Carried Away (A Wedding Story), Part 2

DISCLAIMER:  The following story involves an activity that some folks might consider traditional or commonplace.  It isn’t my intention to belittle the activity, merely to describe my unexpected involvement in it.

In my memory a lot of my wedding reception is shrouded in a fog of non-specific happiness.  I was so thankful for my new wife that, to use the well tested expression, I spent the time floating on a cloud.  My figurative feet didn’t touch the figurative ground for literal hours.  Ironically, one of the few parts that I remember clearly was when my actual feet didn’t touch the actual ground: I spent some time floating on ninjas.

It started as my wife and I were rounding the reception hall, greeting our numerous guests.  (I’ve mentioned before that my wife’s family doesn’t skimp on pageantry.  That we could reasonably hope to greet every guest in a single day shows that my wife had mercifully conceded to my more reclusive constitution.)  Suddenly the deejay summoned us to an open area of the dance floor, in which he’d placed two innocuous looking chairs.

He told us to sit facing each other; we sat.  He waxed philosophical about something possibly related to marriage (or baseball); I smiled goofily at my new wife and didn’t hear a word of it.  Then I was surrounded.

I’ve mentioned before that my wife has studied martial arts.  (She taught it too, just to give you more evidence of her awesome prowess.)  It had been such a significant part of her life that the members of her former dojo all received invitations to our wedding. I hadn’t met most of them before, though.  My first glimpse of them came when they encircled my chair like a sinuous black-clad prison made of manliness and tigers.

Granted, the black-clad part was from tuxedos, but black is black.  Also it’s possible that one of them, being a Catholic priest, was actually dressed as a Catholic priest.  Still, black is black.  The tiger part is metaphorical; none of them was actually dressed as either a tiger or a Catholic tiger.


There are three stories of what happened next.

A High Chair for the Groom

A certain sort of peace accompanies the acceptance that everything is going to be strange.  (This doubles as good marriage advice.)  As a case in point, I had already accepted that my wedding reception would involve festivities and traditions beyond my experience, so of all the people present, I was the least alarmed when the fierce and dangerous men surrounding me picked up my chair and started carrying me around on it.  I thought to myself, “Oh, this must be something her family does,” as opposed to something more like:  “I wonder if they’re going to hurl me into a volcano.”

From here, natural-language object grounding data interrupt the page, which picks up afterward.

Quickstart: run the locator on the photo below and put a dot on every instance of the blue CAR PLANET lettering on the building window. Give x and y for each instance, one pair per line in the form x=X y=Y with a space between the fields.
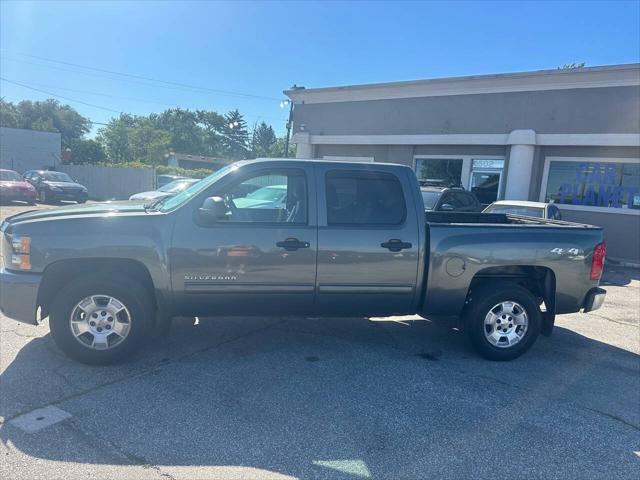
x=601 y=188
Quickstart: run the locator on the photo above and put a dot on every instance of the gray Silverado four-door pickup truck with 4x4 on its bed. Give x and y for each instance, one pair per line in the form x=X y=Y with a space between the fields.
x=295 y=237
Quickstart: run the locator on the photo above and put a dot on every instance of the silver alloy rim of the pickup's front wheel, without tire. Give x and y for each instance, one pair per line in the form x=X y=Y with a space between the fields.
x=100 y=322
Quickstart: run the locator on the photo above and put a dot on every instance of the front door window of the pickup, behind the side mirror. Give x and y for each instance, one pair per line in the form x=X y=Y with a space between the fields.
x=269 y=197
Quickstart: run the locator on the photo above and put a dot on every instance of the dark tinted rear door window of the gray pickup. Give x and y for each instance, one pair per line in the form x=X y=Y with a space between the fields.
x=364 y=198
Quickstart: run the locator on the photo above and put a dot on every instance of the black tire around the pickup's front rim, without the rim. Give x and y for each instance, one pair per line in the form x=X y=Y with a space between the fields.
x=131 y=294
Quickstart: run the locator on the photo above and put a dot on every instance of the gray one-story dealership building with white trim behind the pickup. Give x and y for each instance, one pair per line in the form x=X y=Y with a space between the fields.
x=569 y=136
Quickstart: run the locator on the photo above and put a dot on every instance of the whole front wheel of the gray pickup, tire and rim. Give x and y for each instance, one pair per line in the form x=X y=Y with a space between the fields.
x=101 y=321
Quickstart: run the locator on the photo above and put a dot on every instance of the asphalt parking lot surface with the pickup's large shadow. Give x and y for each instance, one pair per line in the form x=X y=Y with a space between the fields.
x=331 y=398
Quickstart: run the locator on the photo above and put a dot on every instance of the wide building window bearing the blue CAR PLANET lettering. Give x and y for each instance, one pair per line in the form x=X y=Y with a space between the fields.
x=593 y=183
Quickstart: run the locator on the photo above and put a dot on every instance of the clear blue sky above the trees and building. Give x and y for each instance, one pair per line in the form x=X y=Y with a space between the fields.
x=143 y=57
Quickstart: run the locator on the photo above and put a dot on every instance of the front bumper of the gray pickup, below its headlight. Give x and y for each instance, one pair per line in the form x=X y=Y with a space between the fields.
x=19 y=295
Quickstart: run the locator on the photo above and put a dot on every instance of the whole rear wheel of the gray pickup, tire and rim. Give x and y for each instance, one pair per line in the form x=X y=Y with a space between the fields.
x=503 y=320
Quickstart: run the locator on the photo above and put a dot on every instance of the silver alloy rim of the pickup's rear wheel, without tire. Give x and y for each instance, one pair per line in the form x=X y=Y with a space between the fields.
x=506 y=324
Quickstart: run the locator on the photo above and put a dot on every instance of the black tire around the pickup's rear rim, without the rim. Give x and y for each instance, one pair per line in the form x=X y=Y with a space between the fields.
x=482 y=301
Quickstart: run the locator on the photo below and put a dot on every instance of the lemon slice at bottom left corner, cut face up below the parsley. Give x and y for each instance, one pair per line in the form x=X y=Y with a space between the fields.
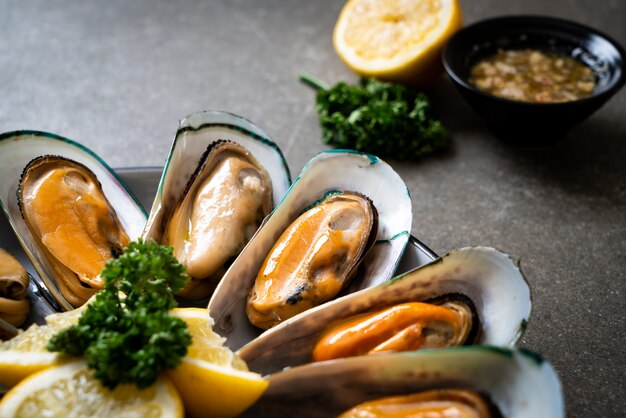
x=70 y=390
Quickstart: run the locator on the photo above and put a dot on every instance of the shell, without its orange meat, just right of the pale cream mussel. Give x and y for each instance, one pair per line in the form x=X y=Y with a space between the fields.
x=327 y=173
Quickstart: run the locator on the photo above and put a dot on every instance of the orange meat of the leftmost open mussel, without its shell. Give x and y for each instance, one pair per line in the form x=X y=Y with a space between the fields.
x=72 y=222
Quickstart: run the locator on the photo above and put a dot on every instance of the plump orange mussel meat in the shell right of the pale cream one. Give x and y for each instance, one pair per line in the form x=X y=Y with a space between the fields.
x=313 y=259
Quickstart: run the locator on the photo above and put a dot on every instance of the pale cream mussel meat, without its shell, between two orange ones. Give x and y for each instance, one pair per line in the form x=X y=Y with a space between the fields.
x=223 y=204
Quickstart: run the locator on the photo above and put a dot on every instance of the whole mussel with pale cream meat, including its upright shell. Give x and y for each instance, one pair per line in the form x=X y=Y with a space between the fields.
x=214 y=194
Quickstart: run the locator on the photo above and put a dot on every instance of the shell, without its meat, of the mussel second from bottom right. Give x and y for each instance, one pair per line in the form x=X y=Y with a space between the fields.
x=488 y=278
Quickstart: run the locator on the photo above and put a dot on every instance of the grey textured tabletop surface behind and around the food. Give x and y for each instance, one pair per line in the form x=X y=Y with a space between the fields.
x=117 y=75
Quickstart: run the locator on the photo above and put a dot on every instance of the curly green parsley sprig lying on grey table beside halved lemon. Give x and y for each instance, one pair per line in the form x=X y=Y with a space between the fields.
x=382 y=118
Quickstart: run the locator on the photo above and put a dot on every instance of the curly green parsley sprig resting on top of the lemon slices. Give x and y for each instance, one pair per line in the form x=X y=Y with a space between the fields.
x=126 y=334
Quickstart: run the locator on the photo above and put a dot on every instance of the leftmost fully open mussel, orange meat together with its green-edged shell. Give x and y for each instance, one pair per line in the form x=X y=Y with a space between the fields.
x=69 y=210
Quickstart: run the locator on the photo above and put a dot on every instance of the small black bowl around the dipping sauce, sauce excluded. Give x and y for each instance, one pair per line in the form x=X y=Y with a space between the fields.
x=528 y=123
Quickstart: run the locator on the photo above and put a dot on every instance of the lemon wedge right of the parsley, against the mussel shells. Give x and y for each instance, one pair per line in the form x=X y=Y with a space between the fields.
x=211 y=379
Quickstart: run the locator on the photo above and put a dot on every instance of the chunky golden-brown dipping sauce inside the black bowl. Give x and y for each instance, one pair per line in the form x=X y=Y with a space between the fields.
x=533 y=76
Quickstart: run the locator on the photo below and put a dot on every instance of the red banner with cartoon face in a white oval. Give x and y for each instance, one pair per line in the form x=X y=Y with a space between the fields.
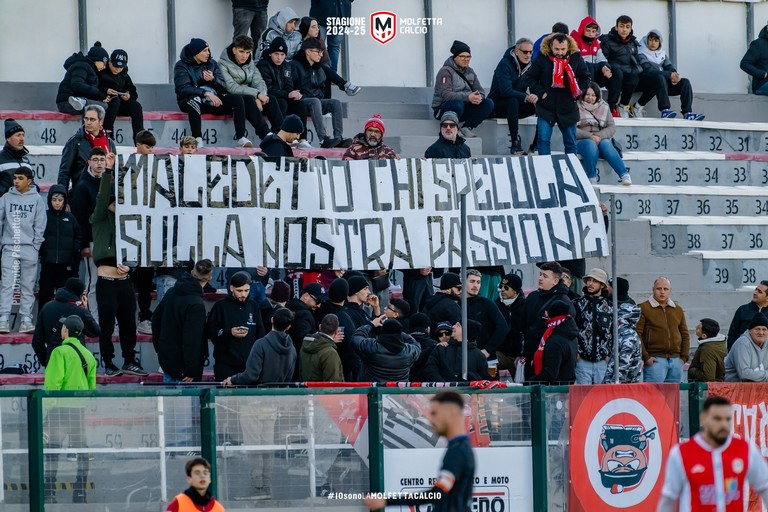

I even had the opportunity to marvel at how effortlessly they accomplished it.  I’m neither small nor light, but they maneuvered me around as though I weren’t much more than a beach ball.  I suspect this comes from decades of experience punching through brick, or elephants, or whatever ninjas do to train.

When Spiders are Preferable

Meanwhile, when we were called to the dance floor, my wife suspected that a particular sort of folk dance was about to occur.  (Try though I might, I can’t glean any good marriage advice from that.)  For months her sister had been begging her to include something called “La Tarantelle” (or the tarantula) in our reception plans. It’s supposed to be lively and fun, although being named after a spider doesn’t seem to me to be the best way to make that connection intuitive.

In any event, as she sat in her appointed chair and her bridesmaids surrounded her, my wife assumed that La Tarantelle would follow.    Instead, her bridesmaids lifted her chair and started carrying her around on it.  My wife is both small and light, but apparently bridesmaids don’t train by punching through things.  My wife describes the experience as being both uncomfortable and terrifying.  The whole time her mind stubbornly repeated, “I thought they were going to dance for us!”

No Room for Terror

Of course we were both so distracted by our unusual perspectives that we didn’t appreciate the larger situation: we were being lifted toward a ceiling brimming with fans.  My new mother-in-law noticed this and little else.  She thought to herself, “They’re going to chop my daughter’s head off!”  It’s possible that she had mistaken them for some sort of food processor or overly-complex death trap, but naturally she decided to intervene.  (It is pretty good parenting advice not to lift one’s daughter into a ceiling fan; more on that some other time though.)

Unfortunately, she wasn’t really tall enough to do anything herself.  Instead she had to recruit someone else, which involved a frantic attempt to alert anyone else to the danger she saw.  Whether or not he appreciated our peril, my wife’s cousin did eventually agree to help.  He rushed in front of our comic procession, being instructed the entire time about both the method and urgency of turning off fans.

*      *      *

Thus, amid my mother-in-law’s frenzied rescue, my wife desperately balanced on her chair while I bobbed blissfully along nearby, imagining that I was involved in some sort of long standing tradition.  That’s the story of our slightly crazy wedding reception.  I was attacked by ninjas.  My wife was nearly decapitated.  People were running around and screaming.  In short, everyone had a good time.